章学诚晚年曾言:“拙撰《文史通义》,中间议论开辟,实有不得已而发挥,为千古史学辟其蓁芜,然恐惊世骇俗,为不知己者诟厉,姑择其近情而可听者稍刊一二,以为就正同志之质,亦尚不欲遍示于人也。”他自知多有惊世骇俗之言,不宜刊刻。直至民国初年,此书才渐为人所重视。胡适“很替章实斋抱不平。他生平眼高一世,瞧不起那班‘襞襀补苴’的汉学家;他想不到那班‘襞襀补苴’的汉学家的权威竟能使他的著作迟至一百二十年后方才有完全见天日的机会,竟能使他的生平事迹埋没了一百二十年无人知道”。岛田虔次却认为章学诚“六经皆史”并未沉寂于历史,晚清以来有一清晰的思想传承谱系,即章学诚-龚自珍-章太炎:“龚自珍的‘史’是史官,现在章炳麟的‘史’则是史书、历史(history),它们都源于章学诚的‘六经皆史’。

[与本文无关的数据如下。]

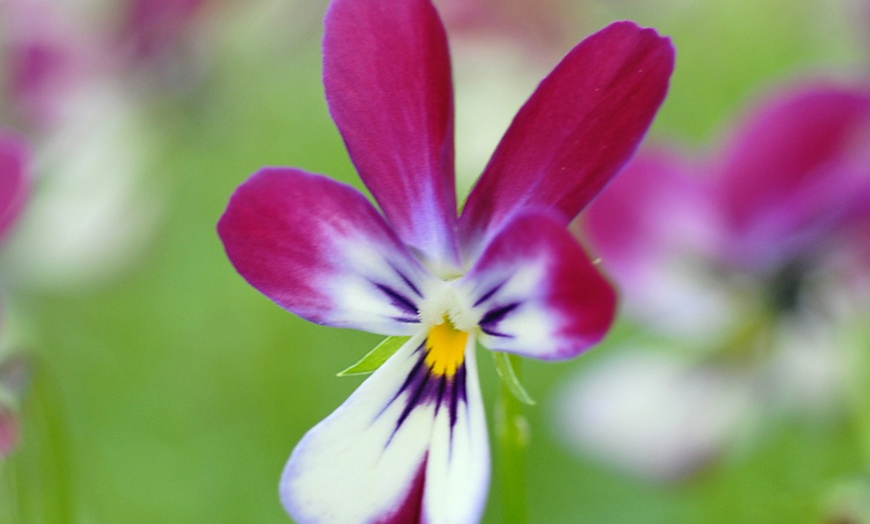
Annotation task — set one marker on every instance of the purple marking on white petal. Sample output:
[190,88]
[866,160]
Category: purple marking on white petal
[397,299]
[423,387]
[407,281]
[341,471]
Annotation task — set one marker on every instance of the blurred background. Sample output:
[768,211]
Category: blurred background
[144,381]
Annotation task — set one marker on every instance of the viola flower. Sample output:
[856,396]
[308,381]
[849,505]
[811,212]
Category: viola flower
[410,444]
[746,263]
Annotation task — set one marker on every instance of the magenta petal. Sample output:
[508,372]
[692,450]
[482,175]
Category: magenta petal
[795,169]
[537,292]
[387,76]
[14,180]
[320,250]
[578,128]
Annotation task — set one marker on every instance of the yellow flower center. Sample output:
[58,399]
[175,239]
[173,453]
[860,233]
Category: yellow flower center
[445,347]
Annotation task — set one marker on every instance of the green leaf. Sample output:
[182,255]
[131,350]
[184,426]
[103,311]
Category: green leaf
[375,357]
[509,378]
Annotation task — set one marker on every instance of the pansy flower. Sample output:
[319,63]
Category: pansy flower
[410,444]
[747,264]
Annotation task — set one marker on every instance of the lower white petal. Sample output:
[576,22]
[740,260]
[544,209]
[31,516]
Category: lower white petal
[407,446]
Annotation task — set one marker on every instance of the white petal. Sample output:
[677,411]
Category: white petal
[363,462]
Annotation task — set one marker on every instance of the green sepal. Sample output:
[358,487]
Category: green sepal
[375,357]
[509,378]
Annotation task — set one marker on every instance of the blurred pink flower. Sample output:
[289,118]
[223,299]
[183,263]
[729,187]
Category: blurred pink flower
[792,183]
[14,180]
[745,262]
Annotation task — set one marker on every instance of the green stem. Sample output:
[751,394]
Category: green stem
[513,436]
[859,387]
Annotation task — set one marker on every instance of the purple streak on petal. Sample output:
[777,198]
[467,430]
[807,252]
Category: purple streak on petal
[795,170]
[423,388]
[14,180]
[387,76]
[579,127]
[320,250]
[411,510]
[552,302]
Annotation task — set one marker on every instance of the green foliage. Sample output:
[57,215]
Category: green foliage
[376,357]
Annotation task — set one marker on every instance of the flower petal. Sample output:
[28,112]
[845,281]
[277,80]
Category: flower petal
[320,250]
[407,446]
[386,71]
[578,128]
[794,171]
[537,292]
[14,180]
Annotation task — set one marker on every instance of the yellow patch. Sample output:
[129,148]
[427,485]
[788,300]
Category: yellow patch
[445,347]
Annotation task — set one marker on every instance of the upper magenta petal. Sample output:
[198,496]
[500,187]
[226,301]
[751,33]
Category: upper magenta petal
[320,250]
[387,76]
[578,128]
[537,293]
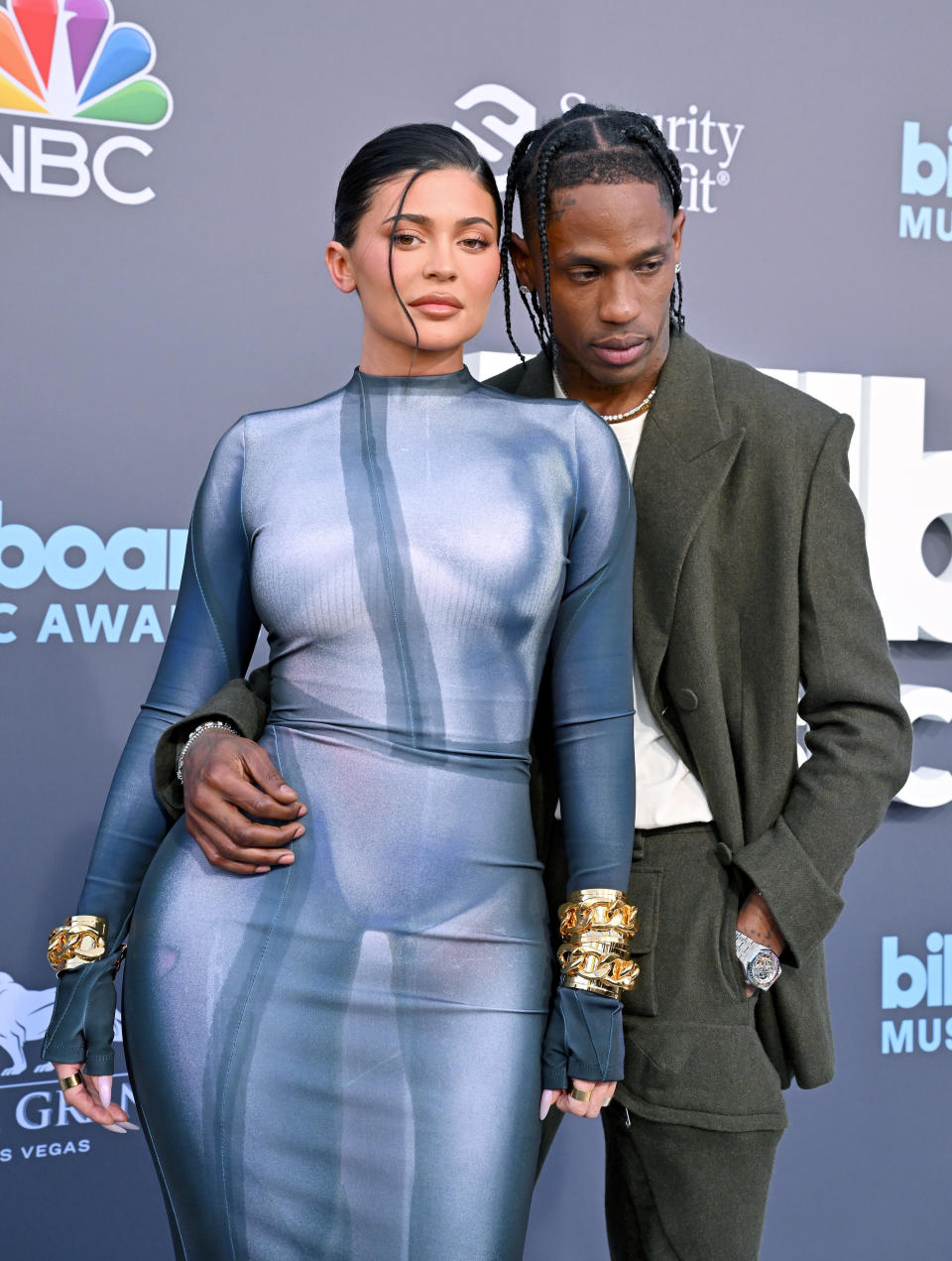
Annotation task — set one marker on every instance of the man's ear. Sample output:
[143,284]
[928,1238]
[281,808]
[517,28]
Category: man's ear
[338,264]
[523,261]
[677,228]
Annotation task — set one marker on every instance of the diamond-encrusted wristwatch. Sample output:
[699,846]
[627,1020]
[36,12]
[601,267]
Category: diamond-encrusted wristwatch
[761,964]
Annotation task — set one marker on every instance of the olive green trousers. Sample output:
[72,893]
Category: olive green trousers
[691,1135]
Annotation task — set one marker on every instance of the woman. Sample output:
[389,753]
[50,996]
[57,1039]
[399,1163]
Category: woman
[342,1057]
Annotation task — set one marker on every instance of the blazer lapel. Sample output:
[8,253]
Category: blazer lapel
[683,456]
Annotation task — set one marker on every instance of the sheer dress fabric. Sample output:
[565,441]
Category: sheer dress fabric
[340,1059]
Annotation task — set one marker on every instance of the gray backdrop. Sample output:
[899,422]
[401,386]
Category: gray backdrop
[134,334]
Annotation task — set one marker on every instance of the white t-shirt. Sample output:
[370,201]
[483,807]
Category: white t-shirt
[666,792]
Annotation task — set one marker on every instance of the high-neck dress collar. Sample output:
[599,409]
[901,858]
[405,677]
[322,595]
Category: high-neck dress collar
[444,382]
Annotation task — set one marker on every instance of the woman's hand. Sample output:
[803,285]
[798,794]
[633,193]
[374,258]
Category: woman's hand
[92,1096]
[599,1096]
[227,782]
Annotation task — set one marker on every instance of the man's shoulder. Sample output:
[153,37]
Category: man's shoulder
[762,403]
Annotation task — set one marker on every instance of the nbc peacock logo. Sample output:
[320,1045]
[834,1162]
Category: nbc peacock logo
[69,61]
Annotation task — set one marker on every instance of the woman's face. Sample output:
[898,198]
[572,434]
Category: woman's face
[445,268]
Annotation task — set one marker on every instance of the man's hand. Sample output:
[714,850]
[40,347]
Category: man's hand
[599,1096]
[755,921]
[227,782]
[92,1096]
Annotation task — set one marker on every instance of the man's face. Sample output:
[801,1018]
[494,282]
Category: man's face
[612,250]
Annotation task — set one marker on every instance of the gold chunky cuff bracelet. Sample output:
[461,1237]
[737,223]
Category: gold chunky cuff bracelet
[78,941]
[597,927]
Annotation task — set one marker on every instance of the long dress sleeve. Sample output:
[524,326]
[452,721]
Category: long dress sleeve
[591,721]
[210,640]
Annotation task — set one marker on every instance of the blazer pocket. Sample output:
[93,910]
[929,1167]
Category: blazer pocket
[645,893]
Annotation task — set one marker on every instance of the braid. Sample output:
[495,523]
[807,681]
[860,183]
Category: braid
[506,243]
[550,147]
[645,131]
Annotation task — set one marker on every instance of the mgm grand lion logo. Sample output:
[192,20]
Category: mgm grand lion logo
[24,1015]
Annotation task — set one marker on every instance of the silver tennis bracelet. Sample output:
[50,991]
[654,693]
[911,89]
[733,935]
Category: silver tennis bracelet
[198,730]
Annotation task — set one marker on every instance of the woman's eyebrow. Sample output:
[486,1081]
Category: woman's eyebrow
[425,221]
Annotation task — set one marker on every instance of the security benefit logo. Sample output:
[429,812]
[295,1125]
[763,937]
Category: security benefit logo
[75,559]
[705,145]
[925,210]
[36,1121]
[919,984]
[70,61]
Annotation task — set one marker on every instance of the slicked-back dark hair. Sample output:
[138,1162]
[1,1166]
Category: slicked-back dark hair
[416,148]
[585,145]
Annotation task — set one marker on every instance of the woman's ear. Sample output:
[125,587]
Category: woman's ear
[523,261]
[338,264]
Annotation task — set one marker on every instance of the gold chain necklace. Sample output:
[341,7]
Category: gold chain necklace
[636,411]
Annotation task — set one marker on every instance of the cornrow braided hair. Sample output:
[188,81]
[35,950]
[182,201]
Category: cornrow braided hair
[586,145]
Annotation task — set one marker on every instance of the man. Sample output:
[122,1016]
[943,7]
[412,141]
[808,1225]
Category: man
[751,582]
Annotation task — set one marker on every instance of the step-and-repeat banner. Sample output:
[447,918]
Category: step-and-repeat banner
[167,180]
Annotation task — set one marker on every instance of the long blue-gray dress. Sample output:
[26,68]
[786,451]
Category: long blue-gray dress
[340,1059]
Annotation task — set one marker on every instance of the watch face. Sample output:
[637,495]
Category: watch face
[763,968]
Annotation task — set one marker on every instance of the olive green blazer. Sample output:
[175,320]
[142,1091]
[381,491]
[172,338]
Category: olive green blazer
[752,600]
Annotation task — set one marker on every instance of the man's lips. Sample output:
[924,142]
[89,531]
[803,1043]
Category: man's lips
[437,304]
[619,350]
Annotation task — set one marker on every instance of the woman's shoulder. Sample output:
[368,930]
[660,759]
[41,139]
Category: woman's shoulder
[280,419]
[550,414]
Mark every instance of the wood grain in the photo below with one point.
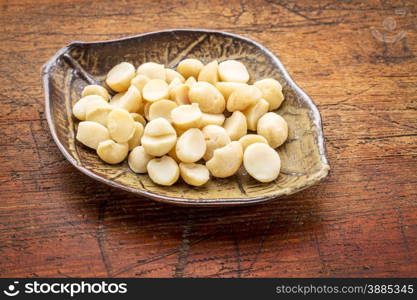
(362, 221)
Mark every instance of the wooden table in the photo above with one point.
(361, 221)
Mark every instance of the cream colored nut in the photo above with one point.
(190, 81)
(215, 137)
(138, 118)
(179, 94)
(227, 88)
(262, 162)
(152, 70)
(163, 171)
(88, 103)
(194, 174)
(209, 72)
(208, 97)
(159, 127)
(191, 146)
(190, 67)
(91, 133)
(173, 84)
(254, 112)
(236, 125)
(226, 160)
(271, 91)
(161, 109)
(159, 137)
(211, 119)
(131, 100)
(134, 141)
(180, 131)
(119, 77)
(121, 125)
(243, 97)
(250, 139)
(99, 115)
(233, 71)
(95, 89)
(186, 116)
(138, 159)
(158, 146)
(173, 153)
(146, 110)
(155, 89)
(274, 128)
(139, 81)
(172, 74)
(112, 152)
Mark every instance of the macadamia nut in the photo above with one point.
(138, 118)
(190, 81)
(179, 94)
(161, 109)
(159, 137)
(163, 171)
(262, 162)
(208, 97)
(155, 89)
(99, 115)
(212, 119)
(119, 77)
(236, 125)
(227, 88)
(190, 67)
(95, 89)
(87, 103)
(138, 159)
(243, 97)
(91, 134)
(186, 116)
(121, 125)
(152, 71)
(171, 75)
(139, 81)
(112, 152)
(250, 139)
(187, 121)
(215, 137)
(254, 112)
(209, 72)
(131, 100)
(271, 91)
(274, 128)
(191, 146)
(226, 160)
(194, 174)
(134, 141)
(233, 71)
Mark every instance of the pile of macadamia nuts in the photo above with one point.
(191, 122)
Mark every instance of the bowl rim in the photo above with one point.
(219, 202)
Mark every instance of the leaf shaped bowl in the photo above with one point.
(303, 156)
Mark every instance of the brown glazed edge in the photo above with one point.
(219, 202)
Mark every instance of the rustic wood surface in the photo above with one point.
(361, 221)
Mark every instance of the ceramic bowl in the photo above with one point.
(303, 156)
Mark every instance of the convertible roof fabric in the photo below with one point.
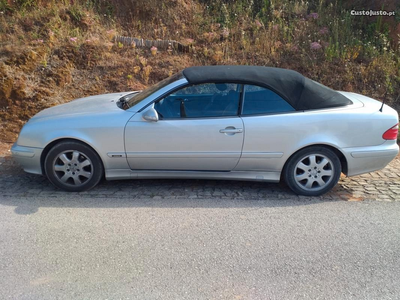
(301, 92)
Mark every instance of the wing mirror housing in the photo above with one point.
(151, 115)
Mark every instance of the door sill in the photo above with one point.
(116, 174)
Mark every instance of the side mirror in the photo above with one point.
(150, 115)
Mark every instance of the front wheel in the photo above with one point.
(73, 166)
(312, 171)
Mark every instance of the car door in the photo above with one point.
(197, 129)
(270, 130)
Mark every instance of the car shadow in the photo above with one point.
(28, 193)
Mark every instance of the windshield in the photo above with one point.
(136, 98)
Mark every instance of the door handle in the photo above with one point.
(230, 130)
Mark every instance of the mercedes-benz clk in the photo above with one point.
(213, 122)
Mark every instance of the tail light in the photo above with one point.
(391, 133)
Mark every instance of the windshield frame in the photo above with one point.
(143, 95)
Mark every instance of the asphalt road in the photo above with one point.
(109, 248)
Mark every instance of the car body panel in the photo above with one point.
(183, 144)
(102, 129)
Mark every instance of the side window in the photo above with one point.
(200, 101)
(259, 100)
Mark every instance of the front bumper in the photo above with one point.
(28, 158)
(368, 159)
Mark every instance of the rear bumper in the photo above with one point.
(368, 159)
(28, 158)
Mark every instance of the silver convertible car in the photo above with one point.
(213, 122)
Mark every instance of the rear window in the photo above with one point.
(259, 100)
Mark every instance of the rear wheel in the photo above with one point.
(312, 171)
(73, 166)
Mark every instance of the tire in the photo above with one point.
(73, 166)
(312, 171)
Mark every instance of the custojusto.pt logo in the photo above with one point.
(372, 13)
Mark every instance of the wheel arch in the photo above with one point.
(59, 140)
(340, 155)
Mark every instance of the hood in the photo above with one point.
(83, 106)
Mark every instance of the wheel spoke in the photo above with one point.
(320, 181)
(85, 163)
(59, 168)
(75, 156)
(76, 179)
(85, 174)
(313, 160)
(323, 163)
(64, 158)
(301, 177)
(326, 173)
(303, 167)
(309, 183)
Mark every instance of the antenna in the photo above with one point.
(383, 103)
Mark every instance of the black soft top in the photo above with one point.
(301, 92)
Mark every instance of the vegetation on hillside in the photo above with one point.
(54, 51)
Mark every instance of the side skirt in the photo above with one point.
(116, 174)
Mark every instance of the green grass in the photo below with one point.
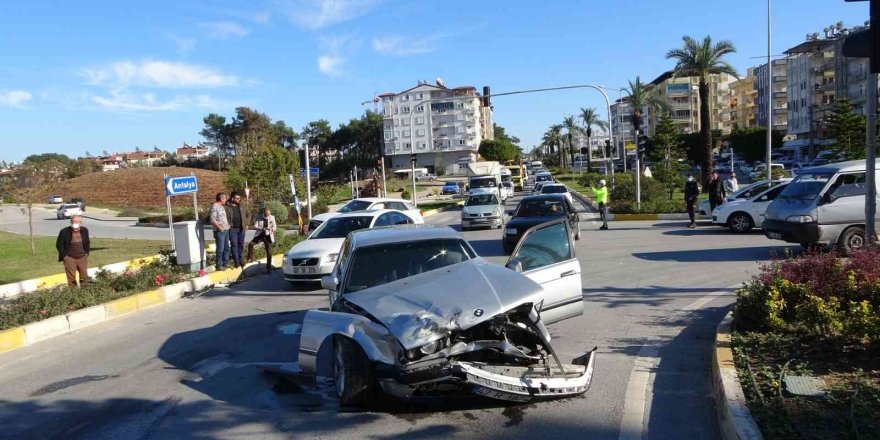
(17, 263)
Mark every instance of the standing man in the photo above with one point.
(691, 192)
(716, 190)
(731, 185)
(601, 196)
(73, 250)
(265, 227)
(239, 219)
(221, 230)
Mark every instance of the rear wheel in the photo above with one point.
(351, 372)
(740, 222)
(851, 239)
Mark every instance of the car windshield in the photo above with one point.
(486, 182)
(381, 264)
(482, 199)
(540, 208)
(806, 186)
(339, 227)
(354, 205)
(553, 189)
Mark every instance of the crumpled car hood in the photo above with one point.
(426, 307)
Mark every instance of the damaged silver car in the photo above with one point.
(415, 312)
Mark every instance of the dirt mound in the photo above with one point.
(142, 188)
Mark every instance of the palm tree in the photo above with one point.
(642, 97)
(590, 119)
(571, 127)
(703, 59)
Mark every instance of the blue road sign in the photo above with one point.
(175, 186)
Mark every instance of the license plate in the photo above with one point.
(501, 396)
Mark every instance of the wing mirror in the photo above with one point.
(330, 282)
(514, 265)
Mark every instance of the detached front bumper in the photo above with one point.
(522, 384)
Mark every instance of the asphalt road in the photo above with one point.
(101, 224)
(654, 291)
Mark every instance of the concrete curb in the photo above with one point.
(734, 419)
(12, 290)
(35, 332)
(629, 217)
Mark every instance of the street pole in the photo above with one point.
(870, 161)
(770, 97)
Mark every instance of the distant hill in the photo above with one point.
(142, 188)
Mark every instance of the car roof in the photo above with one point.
(400, 234)
(851, 165)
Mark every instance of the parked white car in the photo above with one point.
(744, 214)
(68, 210)
(557, 188)
(745, 192)
(309, 260)
(370, 204)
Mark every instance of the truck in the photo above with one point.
(485, 178)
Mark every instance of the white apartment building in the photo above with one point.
(441, 126)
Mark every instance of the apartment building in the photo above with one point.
(779, 100)
(441, 126)
(742, 97)
(682, 94)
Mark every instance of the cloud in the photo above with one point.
(149, 102)
(224, 29)
(317, 14)
(157, 74)
(402, 46)
(330, 65)
(15, 98)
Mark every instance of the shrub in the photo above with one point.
(279, 210)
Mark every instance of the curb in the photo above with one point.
(734, 419)
(35, 332)
(12, 290)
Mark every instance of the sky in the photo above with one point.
(109, 75)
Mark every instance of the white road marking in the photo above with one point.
(635, 401)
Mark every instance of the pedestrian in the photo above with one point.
(220, 224)
(691, 192)
(601, 196)
(73, 246)
(731, 185)
(265, 226)
(239, 220)
(716, 191)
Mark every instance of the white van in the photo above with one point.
(823, 205)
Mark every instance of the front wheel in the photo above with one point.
(351, 372)
(741, 222)
(851, 239)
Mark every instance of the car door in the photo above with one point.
(758, 207)
(546, 255)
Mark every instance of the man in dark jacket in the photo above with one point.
(73, 246)
(238, 214)
(716, 191)
(691, 192)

”“章炳麟,最饶有趣味的是他既是考证学者又是革命家;而考证学(朴学)与革命之间的媒介则是‘六经皆史’说。”

(一)章太炎之经史观

被誉为“有学问的革命家”的章太炎,深受章学诚影响。“会稽章学诚为文史、校雠诸《通义》,以复歆、固之学,其卓约近《史通》。”特别是“六经皆史”论,对其经史观之奠定功莫大焉。对于二章之思想传承,思想界早有共识,梁启超言:“炳麟少受学于俞樾,治小学极谨严,然固浙东人也,受全祖望、章学诚影响颇深。”周予同指出章太炎“受浙东史学的影响,兼祧了章学诚、全祖望、万斯同、黄宗羲一派的学统。……浙东史学派有两个特点:其一,是严种族之别,以异族入主中原,为汉族奇耻;其二,是尊崇历史,以历史与民族的兴亡有密切的关系;……章太炎当时就是高举着浙东史学派的这两个火炬,向青年们号召着煽动着”。的确,章太炎治经专尚古文,曾师承谭献。谭献对章学诚推崇备至,曾说“章氏之识冠绝古今,予服膺最深”。因此,不论经由龚自珍,接续浙东史学,还是受谭献影响,路径或兼而有之,结果都是章太炎对章学诚的“六经皆史”极为服膺。“余幼专治《左氏春秋》,谓章实斋‘六经皆史’之语为有见。”“直到近来,百年前有个章学诚,说‘六经皆史’,意见就说六经都是历史,这句话,真是拨云雾见青天。”但二章所处之世却是大相径庭,基于反清革命之需要,章太炎已对“六经皆史”作出新诠释。因此,讨论二章的“六经皆史”论,既要注意其一脉相承的经史问题意识,又要根据时代来理解其特定内涵。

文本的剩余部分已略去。